Rishi Sunak To End Asylum Claims From Small Boats In The Channel

Prime Minister Rishi Sunak has unveiled plans to restrict asylum access to those crossing the English Channel on small boats after making “stopping the boats” one of his priorities.

The Conservative leader said ministers will have a duty to remove anyone coming to the UK through this route.

However, the humanitarian charity, the British Red Cross called the plans “extremely concerning”.

Legislation to reform this aspect of asylum law is expected to be introduced to Parliament by Home Secretary Suella Braverman next week (Tuesday, March 5).

(PA) Rishi Sunak made ‘stopping the boats’ one of his five priorities (Image: PA)

Currently, asylum seekers have the right to remain in the UK while they have their cases heard by authorities.

Under legislation being proposed by the Government, those coming to the UK on small boats over the English Channel will be denied asylum, sent to Rwanda or a ‘safe third country’ and banned from returning permanently.

Mr Sunak told the Daily Mail on Sunday: “Make no mistake, if you come here illegally, you will not be able to stay.”

The Prime Minister is expected to travel to Paris for a UK-French summit where he will meet French President Emmanual Macron.

It is thought the two leaders will discuss the small boat crisis in the first such meeting between the two countries since 2018.

Rishi Sunak added that he pledged to “stop the boats once and for all”.

“Illegal migration is not fair on British taxpayers, it is not fair on those who come here legally and it is not right that criminal gangs should be allowed to continue their immoral trade. I am determined to deliver on my promise to stop the boats.”

Charities call new small boats law ‘vindictive and dysfunctional’ The British Red Cross said such plans would do little to stop people from risking their lives to reach the UK while Freedom from Torture added that the plans were “vindictive and dysfunctional”.

The government’s new pledge is not totally straightforward as plans to remove refugees to Rwanda have been put on hold.
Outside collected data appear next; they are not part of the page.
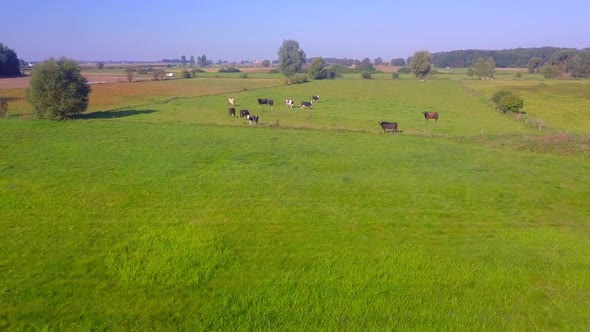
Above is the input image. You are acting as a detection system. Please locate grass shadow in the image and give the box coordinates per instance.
[77,109,157,119]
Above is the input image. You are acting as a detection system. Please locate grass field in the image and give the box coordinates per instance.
[1,71,589,330]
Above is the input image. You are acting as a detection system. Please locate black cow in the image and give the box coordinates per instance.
[268,99,274,107]
[300,101,312,109]
[312,95,320,103]
[246,114,259,124]
[240,109,250,118]
[379,121,400,133]
[228,107,236,117]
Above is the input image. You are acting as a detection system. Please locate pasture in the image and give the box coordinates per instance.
[1,72,589,330]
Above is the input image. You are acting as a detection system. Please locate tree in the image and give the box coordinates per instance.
[539,64,560,78]
[197,55,209,67]
[549,50,576,74]
[390,58,405,66]
[25,57,90,120]
[308,57,327,79]
[374,57,383,66]
[0,42,21,77]
[180,68,191,78]
[125,67,135,82]
[277,39,306,77]
[569,51,590,78]
[261,59,271,67]
[499,94,524,113]
[361,71,372,79]
[473,56,495,79]
[180,55,187,68]
[527,57,542,73]
[96,62,104,70]
[409,50,431,78]
[189,56,195,68]
[467,67,474,77]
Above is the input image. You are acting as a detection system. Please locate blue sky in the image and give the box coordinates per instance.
[2,0,589,62]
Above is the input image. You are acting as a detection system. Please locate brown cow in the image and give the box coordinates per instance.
[423,112,439,123]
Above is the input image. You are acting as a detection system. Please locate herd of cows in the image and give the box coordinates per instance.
[226,96,439,132]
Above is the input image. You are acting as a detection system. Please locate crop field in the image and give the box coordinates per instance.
[1,72,589,330]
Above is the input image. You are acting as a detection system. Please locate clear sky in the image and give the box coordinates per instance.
[2,0,588,62]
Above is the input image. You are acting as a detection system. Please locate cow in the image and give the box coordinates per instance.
[246,114,259,125]
[423,112,439,123]
[312,95,320,103]
[268,99,274,107]
[228,107,236,117]
[228,98,235,106]
[379,121,400,133]
[240,109,250,118]
[284,99,295,108]
[300,101,312,109]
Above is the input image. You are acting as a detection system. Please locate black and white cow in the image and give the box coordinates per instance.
[228,107,236,117]
[284,99,294,108]
[240,109,250,118]
[300,101,312,109]
[246,114,259,124]
[312,95,320,103]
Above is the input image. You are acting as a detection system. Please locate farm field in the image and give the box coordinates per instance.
[1,73,590,330]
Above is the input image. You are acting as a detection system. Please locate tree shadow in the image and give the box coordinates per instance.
[77,109,157,119]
There are also no returns agreements in place with any EU nations.

However, it is expected this controversial plan will get underway once opposition and legal interventions have been overcome.

Many who oppose sending refugees to the African nation of Rwanda argue that the country is not safe and that the scheme breaks human rights law.

Under the Rwanda plan, refugees could be granted refugee status to stay in Rwanda or a third-party nation.

The Government has said this will discourage people from crossing the Channel but there is little evidence to suggest this has happened so far with the number of crossings in 2022 being the highest since 2018.